I was a poetry editor on a literary journal long ago and it was a lot of fun for about a year. I’d say 95% of the submissions were terrible and we all fought like six year olds about which of the remaining 5% to include. Certainly, YMMV.
More than 90% are horrible, unless you have a pre-screener, which I did a couple of times.
This was in poetry.
Sometimes, it was hard to figure out if something was hitting right (or wrong) because of my own idiosyncratic reading or because it was actually good, but more often it was very easy to separate the good from the bad, and then it became a matter of separating the very very good from the not quite as good.
From my experiences with the slush pile, I’d say 97% is utterly unpublishable, 2% is readable but boring, and 1% had good potential.

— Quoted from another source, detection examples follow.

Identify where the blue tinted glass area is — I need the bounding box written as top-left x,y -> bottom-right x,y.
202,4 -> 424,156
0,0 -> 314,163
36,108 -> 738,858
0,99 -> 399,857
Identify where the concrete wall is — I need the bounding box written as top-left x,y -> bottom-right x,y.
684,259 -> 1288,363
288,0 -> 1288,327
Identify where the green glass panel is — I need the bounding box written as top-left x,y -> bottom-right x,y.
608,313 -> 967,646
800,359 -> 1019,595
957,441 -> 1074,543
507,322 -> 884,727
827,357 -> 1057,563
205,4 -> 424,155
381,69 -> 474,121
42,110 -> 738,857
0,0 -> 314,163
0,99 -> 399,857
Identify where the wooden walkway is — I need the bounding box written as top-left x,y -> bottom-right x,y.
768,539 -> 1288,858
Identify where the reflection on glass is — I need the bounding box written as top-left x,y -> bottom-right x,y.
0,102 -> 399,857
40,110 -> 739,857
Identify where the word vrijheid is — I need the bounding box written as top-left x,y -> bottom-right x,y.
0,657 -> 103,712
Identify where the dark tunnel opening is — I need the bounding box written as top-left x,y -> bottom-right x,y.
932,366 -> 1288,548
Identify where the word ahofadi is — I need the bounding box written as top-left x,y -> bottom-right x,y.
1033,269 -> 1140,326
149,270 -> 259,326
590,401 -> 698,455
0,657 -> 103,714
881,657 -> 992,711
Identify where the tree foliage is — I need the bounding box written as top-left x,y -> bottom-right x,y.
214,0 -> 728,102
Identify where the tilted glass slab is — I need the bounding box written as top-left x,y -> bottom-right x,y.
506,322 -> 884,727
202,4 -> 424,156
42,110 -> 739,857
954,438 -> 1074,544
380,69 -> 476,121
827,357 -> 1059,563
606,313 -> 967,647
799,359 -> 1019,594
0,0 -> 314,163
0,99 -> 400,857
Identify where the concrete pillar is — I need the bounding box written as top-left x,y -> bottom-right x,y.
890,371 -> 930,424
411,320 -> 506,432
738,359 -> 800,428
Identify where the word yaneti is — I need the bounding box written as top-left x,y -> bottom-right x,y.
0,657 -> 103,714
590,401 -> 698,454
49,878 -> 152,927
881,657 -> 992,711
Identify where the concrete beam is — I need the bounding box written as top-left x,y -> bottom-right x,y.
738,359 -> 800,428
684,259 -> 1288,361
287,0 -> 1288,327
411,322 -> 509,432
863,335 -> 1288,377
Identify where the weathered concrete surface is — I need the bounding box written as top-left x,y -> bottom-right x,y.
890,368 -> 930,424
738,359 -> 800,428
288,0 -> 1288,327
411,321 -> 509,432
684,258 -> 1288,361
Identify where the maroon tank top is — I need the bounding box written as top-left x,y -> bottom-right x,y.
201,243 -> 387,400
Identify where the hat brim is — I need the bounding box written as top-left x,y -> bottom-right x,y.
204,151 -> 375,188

Could any of you three give a rough picture of what a poem from the bad pile might be? Like, are we talking teenage angst, trite love poems, etc?
Something with tildes in the title.
I’m formalism-friendly, so I would tend to get hammered with super-trite rhymes, appalling sonnets or villanelles, or ballad meter. Just shoot me.
Capitalized nouns like Darkness, emphasis on emotions and abstractions and often pathos, idiosyncratic spacing and lineation that seemed to serve no real purpose, boring diary entries, etc.
Most of my experience is with short fiction. For me, there were three basic types of bad (often overlapping, not counting competent but boring):
- Unreadable, incoherent crap
- The window into a very disturbed mind (not interesting, just crazy)
- A sort of nonsensical dullness that never went anywhere but took itself seriously (the author had nothing to say and no idea how to say it)
Ah, you’ve been reading my oeuvre!
As somebody who has read your oeuvre, I just want to take the opportunity to say that if I were an editor of a literary journal, I’d publish your work in every issue.
What a lovely thing to say, pepper. Thank you.